Dublin city traders have cautioned against reactionary street closures following scenes of public disorder on South William Street and surrounding areas last weekend.
Large groups engaged in illegal outdoor drinking, which resulted in several arrests on Saturday, must not be permitted to jeopardise the reopening of hospitality businesses next week, said Martin Harte chief executive of the Temple Bar Company.
“South William Street seems to have become a brand in itself for outdoor drinking,” Mr Harte said. “Temple Bar had street drinking back in the 1990s, but it was banned and it wasn’t tolerated afterwards.”
A similar approach needed to be adopted throughout the city to avoid the phenomenon taking hold, he said.
“What we have seen is uncontrolled outdoor drinking in a public space and that is illegal. If we had English stag parties behaving like this – peeing in people’s doorways and the rest, everyone would be saying the city had gone to the dogs.”
Temple Bar has so far escaped the chaos visited on the streets between Grafton Street and George’s Street, Mr Harte said, with bars and restaurants mostly waiting for the lifting of Covid-19 restrictions next week when they can officially trade outdoors.
“The city is going to be a very different offering once the restaurants open. They will provide a form of passive policing. There needs to be an element of control, if you don’t do that you have chaos. Our view is that, if it is seated and planned, it can be managed, whereas anything can happen in a large uncontrolled situation,” he said.
“The door needs to be firmly shut on outdoor drinking before next weekend. If this is allowed to continue the city will be uninhabitable and untradable and its tourist reputation will be shattered.”
Pedestrianisation
The crowds were centred on the council’s new pedestrian zones of South William Street, Dame Court and Drury Street. South Anne Street has also been pedestrianised, but has not attracted street drinkers.
Karl Purdy, who runs Coffeeangel on South Anne Street, said he didn't think the pedestrianisation was at fault.
“The issue is uncontrolled street drinking and waste, not pedestrianisation. People bringing slabs of beer and naggins of whiskey into the city streets need to be dealt with appropriately, I don’t think rolling back on pedestrianisation is the solution.”
Pedestrianisation benefitted city businesses in general, not just the hospitality trade, Mr Purdy said. Any activity that could mean streets closed to customers had to be “nipped in the bud” he said.

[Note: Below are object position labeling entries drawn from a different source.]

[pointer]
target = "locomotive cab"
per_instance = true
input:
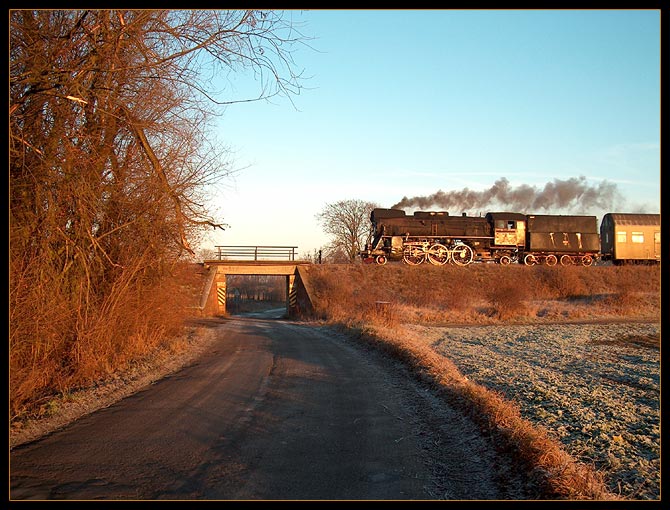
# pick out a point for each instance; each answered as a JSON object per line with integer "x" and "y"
{"x": 508, "y": 230}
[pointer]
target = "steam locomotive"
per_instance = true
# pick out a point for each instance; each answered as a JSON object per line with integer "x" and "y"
{"x": 505, "y": 237}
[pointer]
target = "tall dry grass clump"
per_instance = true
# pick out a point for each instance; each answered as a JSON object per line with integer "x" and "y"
{"x": 554, "y": 472}
{"x": 347, "y": 297}
{"x": 62, "y": 338}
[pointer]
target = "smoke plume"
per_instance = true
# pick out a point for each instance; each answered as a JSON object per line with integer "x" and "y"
{"x": 572, "y": 195}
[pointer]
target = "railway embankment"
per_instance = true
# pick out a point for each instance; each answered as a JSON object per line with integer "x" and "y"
{"x": 562, "y": 363}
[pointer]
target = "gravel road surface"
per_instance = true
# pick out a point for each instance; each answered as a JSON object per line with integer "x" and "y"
{"x": 272, "y": 410}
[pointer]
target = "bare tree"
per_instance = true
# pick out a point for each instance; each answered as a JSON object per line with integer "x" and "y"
{"x": 110, "y": 165}
{"x": 348, "y": 224}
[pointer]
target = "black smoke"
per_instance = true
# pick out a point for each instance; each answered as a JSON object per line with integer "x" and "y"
{"x": 572, "y": 195}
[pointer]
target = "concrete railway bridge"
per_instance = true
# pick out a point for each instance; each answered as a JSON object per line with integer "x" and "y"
{"x": 254, "y": 261}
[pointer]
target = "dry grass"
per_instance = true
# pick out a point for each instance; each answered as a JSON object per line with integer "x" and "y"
{"x": 56, "y": 349}
{"x": 348, "y": 296}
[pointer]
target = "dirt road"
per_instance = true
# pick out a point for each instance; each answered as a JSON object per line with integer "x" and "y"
{"x": 275, "y": 411}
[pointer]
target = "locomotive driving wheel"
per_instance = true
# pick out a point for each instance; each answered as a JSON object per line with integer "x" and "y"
{"x": 530, "y": 260}
{"x": 438, "y": 254}
{"x": 413, "y": 254}
{"x": 587, "y": 260}
{"x": 462, "y": 255}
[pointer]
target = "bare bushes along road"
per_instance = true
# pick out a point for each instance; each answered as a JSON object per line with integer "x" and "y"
{"x": 274, "y": 410}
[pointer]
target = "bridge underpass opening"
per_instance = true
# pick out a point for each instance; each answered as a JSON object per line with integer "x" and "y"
{"x": 261, "y": 295}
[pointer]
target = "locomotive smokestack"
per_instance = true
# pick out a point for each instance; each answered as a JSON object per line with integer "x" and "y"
{"x": 573, "y": 194}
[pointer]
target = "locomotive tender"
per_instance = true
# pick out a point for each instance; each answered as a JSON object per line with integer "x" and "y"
{"x": 501, "y": 237}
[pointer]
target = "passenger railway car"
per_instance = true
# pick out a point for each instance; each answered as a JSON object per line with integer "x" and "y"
{"x": 631, "y": 238}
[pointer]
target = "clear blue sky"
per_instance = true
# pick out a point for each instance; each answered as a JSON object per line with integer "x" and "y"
{"x": 403, "y": 103}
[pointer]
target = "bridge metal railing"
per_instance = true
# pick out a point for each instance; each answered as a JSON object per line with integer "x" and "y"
{"x": 256, "y": 252}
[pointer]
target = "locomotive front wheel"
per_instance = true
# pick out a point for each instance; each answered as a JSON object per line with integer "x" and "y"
{"x": 438, "y": 254}
{"x": 587, "y": 260}
{"x": 462, "y": 255}
{"x": 530, "y": 260}
{"x": 413, "y": 255}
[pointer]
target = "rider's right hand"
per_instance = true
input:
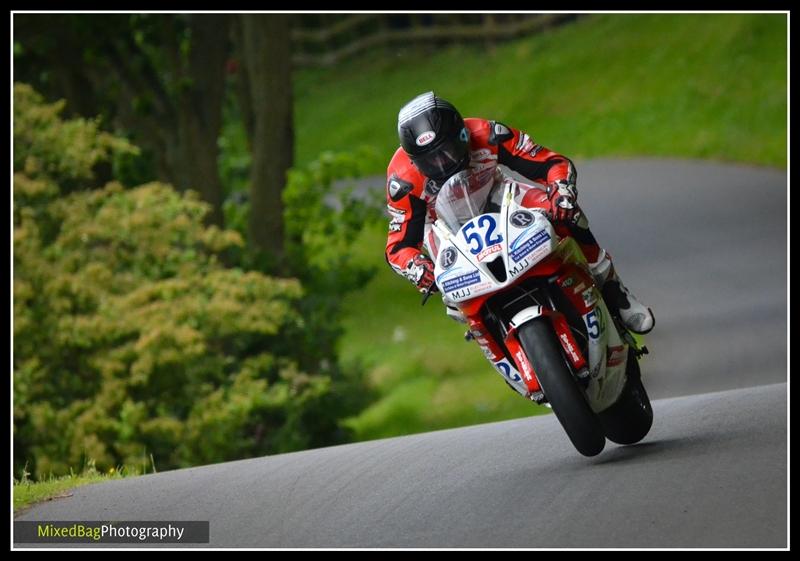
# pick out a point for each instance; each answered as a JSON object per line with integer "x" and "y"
{"x": 420, "y": 270}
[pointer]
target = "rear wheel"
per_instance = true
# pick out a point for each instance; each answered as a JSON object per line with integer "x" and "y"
{"x": 560, "y": 387}
{"x": 630, "y": 418}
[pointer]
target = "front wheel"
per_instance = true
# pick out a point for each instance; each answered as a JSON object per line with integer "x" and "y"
{"x": 630, "y": 418}
{"x": 560, "y": 387}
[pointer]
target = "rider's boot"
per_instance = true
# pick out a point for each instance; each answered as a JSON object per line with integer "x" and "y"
{"x": 636, "y": 316}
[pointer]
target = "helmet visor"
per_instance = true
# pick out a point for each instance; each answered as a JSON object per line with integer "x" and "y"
{"x": 443, "y": 161}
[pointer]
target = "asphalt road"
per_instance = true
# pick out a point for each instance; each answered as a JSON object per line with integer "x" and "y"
{"x": 706, "y": 246}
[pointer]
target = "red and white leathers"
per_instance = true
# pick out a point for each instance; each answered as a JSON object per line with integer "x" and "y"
{"x": 411, "y": 197}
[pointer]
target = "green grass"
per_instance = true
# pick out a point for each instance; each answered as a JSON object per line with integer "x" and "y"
{"x": 28, "y": 493}
{"x": 707, "y": 86}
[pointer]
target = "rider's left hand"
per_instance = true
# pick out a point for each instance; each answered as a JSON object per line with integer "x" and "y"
{"x": 563, "y": 197}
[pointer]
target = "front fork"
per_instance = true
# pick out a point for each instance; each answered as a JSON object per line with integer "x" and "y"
{"x": 518, "y": 371}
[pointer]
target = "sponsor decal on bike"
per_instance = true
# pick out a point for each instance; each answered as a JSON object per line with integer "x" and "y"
{"x": 453, "y": 284}
{"x": 425, "y": 138}
{"x": 570, "y": 349}
{"x": 589, "y": 297}
{"x": 518, "y": 268}
{"x": 448, "y": 258}
{"x": 529, "y": 246}
{"x": 507, "y": 371}
{"x": 491, "y": 250}
{"x": 431, "y": 187}
{"x": 460, "y": 294}
{"x": 526, "y": 368}
{"x": 521, "y": 218}
{"x": 616, "y": 356}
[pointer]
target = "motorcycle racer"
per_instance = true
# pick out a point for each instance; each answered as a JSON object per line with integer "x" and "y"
{"x": 436, "y": 143}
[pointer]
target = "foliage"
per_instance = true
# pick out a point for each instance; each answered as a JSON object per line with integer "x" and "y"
{"x": 710, "y": 86}
{"x": 326, "y": 207}
{"x": 132, "y": 333}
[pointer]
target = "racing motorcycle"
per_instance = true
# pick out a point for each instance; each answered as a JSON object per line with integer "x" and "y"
{"x": 532, "y": 305}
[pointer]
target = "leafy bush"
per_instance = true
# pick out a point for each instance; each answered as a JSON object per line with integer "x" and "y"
{"x": 132, "y": 334}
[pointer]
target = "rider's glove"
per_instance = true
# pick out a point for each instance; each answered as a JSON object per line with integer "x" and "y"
{"x": 420, "y": 271}
{"x": 563, "y": 197}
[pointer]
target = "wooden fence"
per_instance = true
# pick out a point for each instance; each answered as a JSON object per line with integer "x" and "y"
{"x": 333, "y": 40}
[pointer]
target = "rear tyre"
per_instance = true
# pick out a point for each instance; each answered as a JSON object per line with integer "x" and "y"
{"x": 630, "y": 418}
{"x": 560, "y": 387}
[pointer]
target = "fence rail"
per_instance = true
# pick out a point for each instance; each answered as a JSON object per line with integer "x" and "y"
{"x": 327, "y": 46}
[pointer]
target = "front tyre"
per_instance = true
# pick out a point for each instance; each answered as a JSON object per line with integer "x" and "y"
{"x": 630, "y": 418}
{"x": 560, "y": 387}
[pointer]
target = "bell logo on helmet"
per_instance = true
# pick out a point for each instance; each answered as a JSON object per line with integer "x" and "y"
{"x": 425, "y": 138}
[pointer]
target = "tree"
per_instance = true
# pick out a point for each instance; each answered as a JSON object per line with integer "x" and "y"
{"x": 131, "y": 337}
{"x": 266, "y": 101}
{"x": 161, "y": 77}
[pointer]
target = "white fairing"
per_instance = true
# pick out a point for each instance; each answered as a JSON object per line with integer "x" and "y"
{"x": 517, "y": 238}
{"x": 468, "y": 241}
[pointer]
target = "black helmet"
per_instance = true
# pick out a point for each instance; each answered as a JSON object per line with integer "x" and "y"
{"x": 433, "y": 134}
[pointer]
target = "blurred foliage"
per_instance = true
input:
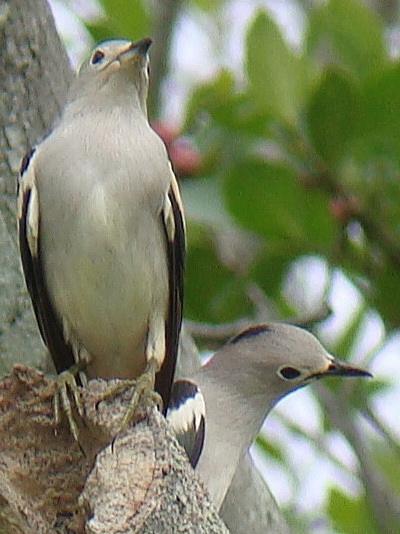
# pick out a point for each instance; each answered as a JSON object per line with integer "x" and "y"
{"x": 303, "y": 158}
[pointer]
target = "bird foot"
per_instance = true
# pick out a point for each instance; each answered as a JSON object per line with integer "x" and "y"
{"x": 143, "y": 395}
{"x": 65, "y": 384}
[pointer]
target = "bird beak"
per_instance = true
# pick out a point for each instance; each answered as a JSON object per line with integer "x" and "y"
{"x": 135, "y": 50}
{"x": 338, "y": 368}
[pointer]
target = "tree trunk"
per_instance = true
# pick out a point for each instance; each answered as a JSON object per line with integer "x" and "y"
{"x": 34, "y": 77}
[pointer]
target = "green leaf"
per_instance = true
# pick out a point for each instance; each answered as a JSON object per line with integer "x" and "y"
{"x": 269, "y": 449}
{"x": 208, "y": 5}
{"x": 277, "y": 77}
{"x": 204, "y": 203}
{"x": 385, "y": 294}
{"x": 230, "y": 110}
{"x": 332, "y": 115}
{"x": 269, "y": 200}
{"x": 349, "y": 34}
{"x": 387, "y": 459}
{"x": 344, "y": 344}
{"x": 212, "y": 292}
{"x": 349, "y": 516}
{"x": 272, "y": 266}
{"x": 378, "y": 130}
{"x": 122, "y": 20}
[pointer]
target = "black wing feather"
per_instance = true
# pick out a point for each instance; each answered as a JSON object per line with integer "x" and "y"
{"x": 50, "y": 325}
{"x": 176, "y": 260}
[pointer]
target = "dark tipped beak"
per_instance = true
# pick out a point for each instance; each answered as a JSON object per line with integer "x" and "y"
{"x": 135, "y": 50}
{"x": 142, "y": 47}
{"x": 338, "y": 368}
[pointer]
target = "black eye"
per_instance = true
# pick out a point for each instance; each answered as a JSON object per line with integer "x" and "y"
{"x": 97, "y": 57}
{"x": 289, "y": 373}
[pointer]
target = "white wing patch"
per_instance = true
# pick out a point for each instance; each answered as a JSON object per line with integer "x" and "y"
{"x": 169, "y": 220}
{"x": 27, "y": 185}
{"x": 188, "y": 415}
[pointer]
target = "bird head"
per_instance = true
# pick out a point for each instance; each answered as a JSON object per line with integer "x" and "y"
{"x": 116, "y": 68}
{"x": 285, "y": 357}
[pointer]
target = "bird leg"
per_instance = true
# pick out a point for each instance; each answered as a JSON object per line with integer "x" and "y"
{"x": 66, "y": 382}
{"x": 144, "y": 388}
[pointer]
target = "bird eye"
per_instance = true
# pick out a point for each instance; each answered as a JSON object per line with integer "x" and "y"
{"x": 97, "y": 57}
{"x": 288, "y": 373}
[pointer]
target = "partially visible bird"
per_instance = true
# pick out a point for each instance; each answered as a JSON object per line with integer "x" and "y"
{"x": 101, "y": 229}
{"x": 218, "y": 413}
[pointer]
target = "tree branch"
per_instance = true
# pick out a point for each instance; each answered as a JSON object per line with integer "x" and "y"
{"x": 139, "y": 481}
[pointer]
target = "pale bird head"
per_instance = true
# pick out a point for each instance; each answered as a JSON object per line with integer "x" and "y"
{"x": 116, "y": 69}
{"x": 283, "y": 358}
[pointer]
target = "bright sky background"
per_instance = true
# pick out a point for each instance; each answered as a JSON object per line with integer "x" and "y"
{"x": 199, "y": 49}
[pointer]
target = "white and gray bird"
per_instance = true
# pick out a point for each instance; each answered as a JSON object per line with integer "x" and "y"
{"x": 219, "y": 412}
{"x": 101, "y": 227}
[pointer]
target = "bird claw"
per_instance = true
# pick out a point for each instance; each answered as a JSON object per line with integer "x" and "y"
{"x": 143, "y": 395}
{"x": 65, "y": 383}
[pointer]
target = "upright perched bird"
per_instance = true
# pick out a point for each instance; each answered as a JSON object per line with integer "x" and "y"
{"x": 239, "y": 386}
{"x": 101, "y": 228}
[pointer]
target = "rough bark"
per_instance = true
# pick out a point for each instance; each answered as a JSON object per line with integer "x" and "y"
{"x": 34, "y": 76}
{"x": 138, "y": 481}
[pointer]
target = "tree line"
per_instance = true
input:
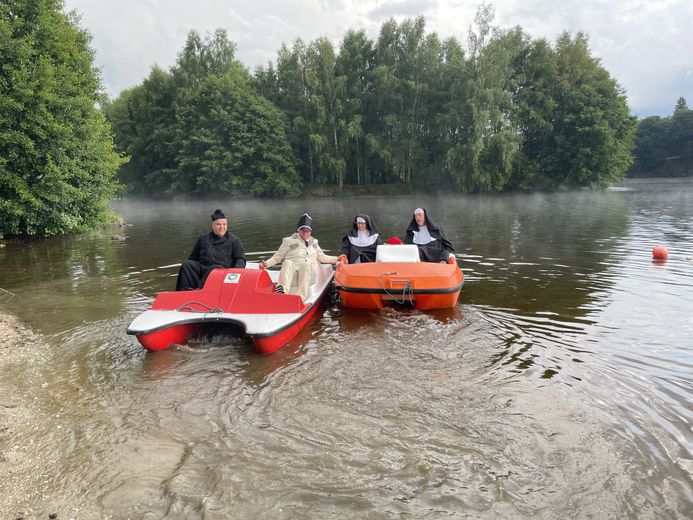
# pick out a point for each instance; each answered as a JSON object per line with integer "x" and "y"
{"x": 57, "y": 159}
{"x": 664, "y": 145}
{"x": 407, "y": 108}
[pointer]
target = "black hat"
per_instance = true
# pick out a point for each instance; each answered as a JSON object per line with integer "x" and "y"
{"x": 305, "y": 222}
{"x": 218, "y": 214}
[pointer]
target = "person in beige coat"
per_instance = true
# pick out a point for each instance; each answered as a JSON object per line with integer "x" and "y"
{"x": 299, "y": 255}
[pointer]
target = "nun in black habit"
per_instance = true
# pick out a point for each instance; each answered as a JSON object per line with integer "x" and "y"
{"x": 361, "y": 243}
{"x": 433, "y": 244}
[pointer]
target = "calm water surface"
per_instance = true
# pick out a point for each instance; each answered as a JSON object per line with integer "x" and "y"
{"x": 559, "y": 387}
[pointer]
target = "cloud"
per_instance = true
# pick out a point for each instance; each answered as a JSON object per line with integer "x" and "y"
{"x": 645, "y": 45}
{"x": 402, "y": 9}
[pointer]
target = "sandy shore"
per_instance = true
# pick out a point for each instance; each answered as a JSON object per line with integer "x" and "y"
{"x": 25, "y": 491}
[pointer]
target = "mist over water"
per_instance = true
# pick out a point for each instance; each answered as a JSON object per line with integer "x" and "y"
{"x": 560, "y": 386}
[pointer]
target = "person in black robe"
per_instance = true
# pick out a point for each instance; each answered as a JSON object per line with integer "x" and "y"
{"x": 218, "y": 248}
{"x": 433, "y": 244}
{"x": 361, "y": 243}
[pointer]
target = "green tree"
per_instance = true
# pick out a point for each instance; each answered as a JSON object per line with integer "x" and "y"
{"x": 57, "y": 162}
{"x": 664, "y": 145}
{"x": 232, "y": 141}
{"x": 144, "y": 122}
{"x": 594, "y": 130}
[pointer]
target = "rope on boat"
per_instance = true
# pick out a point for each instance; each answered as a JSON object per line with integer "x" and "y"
{"x": 407, "y": 291}
{"x": 208, "y": 309}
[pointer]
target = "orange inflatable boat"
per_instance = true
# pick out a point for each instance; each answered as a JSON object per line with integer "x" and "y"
{"x": 397, "y": 276}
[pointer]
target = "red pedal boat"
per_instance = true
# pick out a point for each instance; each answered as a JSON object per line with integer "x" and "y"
{"x": 242, "y": 297}
{"x": 397, "y": 276}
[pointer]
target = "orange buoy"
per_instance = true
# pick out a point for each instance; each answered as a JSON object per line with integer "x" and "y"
{"x": 660, "y": 253}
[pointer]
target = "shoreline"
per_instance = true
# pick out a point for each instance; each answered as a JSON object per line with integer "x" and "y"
{"x": 25, "y": 493}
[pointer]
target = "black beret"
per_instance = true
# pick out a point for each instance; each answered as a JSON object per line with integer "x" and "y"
{"x": 218, "y": 214}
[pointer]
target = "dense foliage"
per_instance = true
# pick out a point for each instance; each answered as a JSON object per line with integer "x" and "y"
{"x": 202, "y": 129}
{"x": 664, "y": 145}
{"x": 407, "y": 108}
{"x": 57, "y": 163}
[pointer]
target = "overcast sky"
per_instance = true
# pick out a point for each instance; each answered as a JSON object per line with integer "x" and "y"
{"x": 646, "y": 45}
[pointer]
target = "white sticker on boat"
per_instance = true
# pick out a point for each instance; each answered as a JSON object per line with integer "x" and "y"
{"x": 232, "y": 278}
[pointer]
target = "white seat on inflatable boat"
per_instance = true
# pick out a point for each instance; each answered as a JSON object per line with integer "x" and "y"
{"x": 397, "y": 253}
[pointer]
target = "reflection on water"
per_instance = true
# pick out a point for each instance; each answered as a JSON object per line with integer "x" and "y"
{"x": 559, "y": 386}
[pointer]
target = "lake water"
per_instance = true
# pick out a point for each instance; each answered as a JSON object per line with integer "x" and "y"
{"x": 560, "y": 386}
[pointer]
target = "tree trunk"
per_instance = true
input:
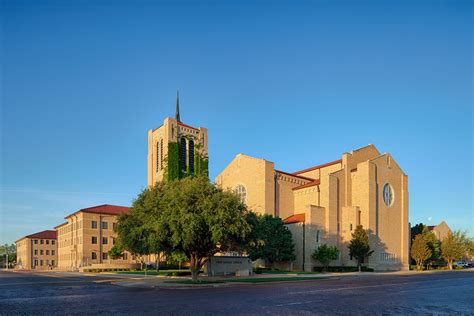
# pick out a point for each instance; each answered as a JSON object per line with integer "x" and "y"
{"x": 194, "y": 261}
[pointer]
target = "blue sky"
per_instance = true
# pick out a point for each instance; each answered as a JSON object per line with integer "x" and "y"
{"x": 297, "y": 83}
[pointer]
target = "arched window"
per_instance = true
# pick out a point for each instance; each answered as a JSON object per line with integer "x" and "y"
{"x": 241, "y": 192}
{"x": 161, "y": 154}
{"x": 182, "y": 154}
{"x": 191, "y": 156}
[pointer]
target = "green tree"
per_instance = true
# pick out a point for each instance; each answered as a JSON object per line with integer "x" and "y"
{"x": 9, "y": 250}
{"x": 454, "y": 247}
{"x": 189, "y": 215}
{"x": 269, "y": 240}
{"x": 359, "y": 247}
{"x": 417, "y": 229}
{"x": 324, "y": 254}
{"x": 420, "y": 251}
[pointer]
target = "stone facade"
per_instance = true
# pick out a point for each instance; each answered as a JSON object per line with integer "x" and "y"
{"x": 86, "y": 237}
{"x": 37, "y": 251}
{"x": 173, "y": 131}
{"x": 324, "y": 204}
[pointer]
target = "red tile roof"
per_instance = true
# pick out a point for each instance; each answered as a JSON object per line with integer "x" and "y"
{"x": 104, "y": 209}
{"x": 188, "y": 126}
{"x": 45, "y": 234}
{"x": 319, "y": 167}
{"x": 307, "y": 185}
{"x": 297, "y": 218}
{"x": 294, "y": 175}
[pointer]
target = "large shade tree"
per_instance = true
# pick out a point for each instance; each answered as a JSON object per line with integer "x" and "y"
{"x": 455, "y": 246}
{"x": 189, "y": 215}
{"x": 269, "y": 240}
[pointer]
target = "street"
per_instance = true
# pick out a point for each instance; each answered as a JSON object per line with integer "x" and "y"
{"x": 449, "y": 292}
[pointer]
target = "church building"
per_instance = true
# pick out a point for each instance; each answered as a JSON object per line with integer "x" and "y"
{"x": 325, "y": 203}
{"x": 176, "y": 149}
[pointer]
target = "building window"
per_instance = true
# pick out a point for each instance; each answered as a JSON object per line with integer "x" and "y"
{"x": 191, "y": 156}
{"x": 182, "y": 154}
{"x": 241, "y": 192}
{"x": 387, "y": 194}
{"x": 158, "y": 156}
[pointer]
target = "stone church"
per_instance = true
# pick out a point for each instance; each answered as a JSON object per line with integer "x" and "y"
{"x": 321, "y": 204}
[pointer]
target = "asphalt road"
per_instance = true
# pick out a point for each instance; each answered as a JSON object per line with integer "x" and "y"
{"x": 450, "y": 292}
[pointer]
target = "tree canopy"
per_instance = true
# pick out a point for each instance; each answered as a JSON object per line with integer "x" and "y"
{"x": 455, "y": 246}
{"x": 420, "y": 251}
{"x": 269, "y": 239}
{"x": 189, "y": 215}
{"x": 324, "y": 254}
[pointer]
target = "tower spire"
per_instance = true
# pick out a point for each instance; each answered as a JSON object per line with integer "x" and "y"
{"x": 177, "y": 106}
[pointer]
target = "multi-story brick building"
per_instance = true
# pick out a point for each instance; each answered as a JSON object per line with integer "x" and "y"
{"x": 37, "y": 251}
{"x": 87, "y": 236}
{"x": 325, "y": 203}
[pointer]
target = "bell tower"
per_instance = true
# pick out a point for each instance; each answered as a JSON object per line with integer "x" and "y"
{"x": 176, "y": 150}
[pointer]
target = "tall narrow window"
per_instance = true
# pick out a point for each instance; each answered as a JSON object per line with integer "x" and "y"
{"x": 161, "y": 154}
{"x": 191, "y": 156}
{"x": 182, "y": 154}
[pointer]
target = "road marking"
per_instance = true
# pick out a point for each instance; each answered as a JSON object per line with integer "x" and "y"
{"x": 367, "y": 286}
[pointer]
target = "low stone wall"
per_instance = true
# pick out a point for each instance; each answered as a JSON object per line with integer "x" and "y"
{"x": 228, "y": 265}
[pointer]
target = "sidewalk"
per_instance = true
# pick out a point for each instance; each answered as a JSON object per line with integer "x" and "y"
{"x": 154, "y": 281}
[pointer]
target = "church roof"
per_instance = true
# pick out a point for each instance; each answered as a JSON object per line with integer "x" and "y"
{"x": 45, "y": 234}
{"x": 294, "y": 175}
{"x": 104, "y": 209}
{"x": 307, "y": 185}
{"x": 297, "y": 218}
{"x": 188, "y": 126}
{"x": 319, "y": 166}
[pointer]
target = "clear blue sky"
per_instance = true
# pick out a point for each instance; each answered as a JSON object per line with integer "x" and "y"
{"x": 297, "y": 83}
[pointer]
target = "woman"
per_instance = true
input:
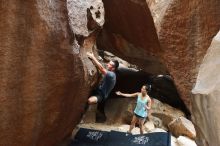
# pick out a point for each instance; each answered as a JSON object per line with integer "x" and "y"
{"x": 143, "y": 104}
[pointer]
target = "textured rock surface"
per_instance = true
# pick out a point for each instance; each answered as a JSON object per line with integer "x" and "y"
{"x": 77, "y": 11}
{"x": 42, "y": 78}
{"x": 185, "y": 30}
{"x": 129, "y": 32}
{"x": 206, "y": 96}
{"x": 182, "y": 126}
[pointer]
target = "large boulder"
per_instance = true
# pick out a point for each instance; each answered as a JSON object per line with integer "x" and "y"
{"x": 44, "y": 79}
{"x": 182, "y": 126}
{"x": 129, "y": 32}
{"x": 185, "y": 30}
{"x": 206, "y": 96}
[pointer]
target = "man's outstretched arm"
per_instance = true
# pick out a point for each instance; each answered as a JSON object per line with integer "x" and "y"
{"x": 97, "y": 63}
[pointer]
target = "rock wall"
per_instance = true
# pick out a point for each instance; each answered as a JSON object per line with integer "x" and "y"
{"x": 206, "y": 96}
{"x": 129, "y": 32}
{"x": 44, "y": 79}
{"x": 185, "y": 30}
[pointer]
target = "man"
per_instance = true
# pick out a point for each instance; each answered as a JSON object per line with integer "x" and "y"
{"x": 108, "y": 82}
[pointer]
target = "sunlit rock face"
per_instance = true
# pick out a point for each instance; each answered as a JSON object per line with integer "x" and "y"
{"x": 44, "y": 80}
{"x": 185, "y": 30}
{"x": 206, "y": 96}
{"x": 129, "y": 32}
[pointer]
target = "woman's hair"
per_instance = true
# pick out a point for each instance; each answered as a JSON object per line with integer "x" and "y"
{"x": 147, "y": 87}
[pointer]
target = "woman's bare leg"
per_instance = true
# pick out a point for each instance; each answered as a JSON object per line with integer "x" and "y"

Coilín O’Reilly, head of Dublin City Council’s city recovery strategy, said the council would continue to liaise with gardaí, traders and other stakeholders over the coming days to avoid a repeat of last weekend’s scenes. However, he said there are “no simple solutions” to prevent potential public order issues.
“Unplanned mass gatherings are by definition very difficult to plan for . . . We all have our part to play in preventing this, but people have to take personal responsibility as well.”
Bins and toilets
There was a risk he said that installing more bins and toilets would bring additional footfall into confined areas that didn’t have the capacity to deal with crowds.
“It’s a very difficult situation. We are in the middle of two conflated issues, one surrounds the availability of public toilets and bins, the other is a public health issue.”
He also believed the resumption of outdoor dining would help to curb illegal street drinking. And he said plans to create pedestrian zones on Capel Street would help to disperse people more evenly across the city.
“I genuinely think outdoor dining will mitigate some of these issues, but we are at the point in time where we have the perfect storm, where people are going outdoors, but there is nothing yet open for them to go to.”
Mr O’Reilly said the accusation the council had not provided adequate outdoor spaces was unfounded. “I don’t accept that . . . we have really good public spaces.”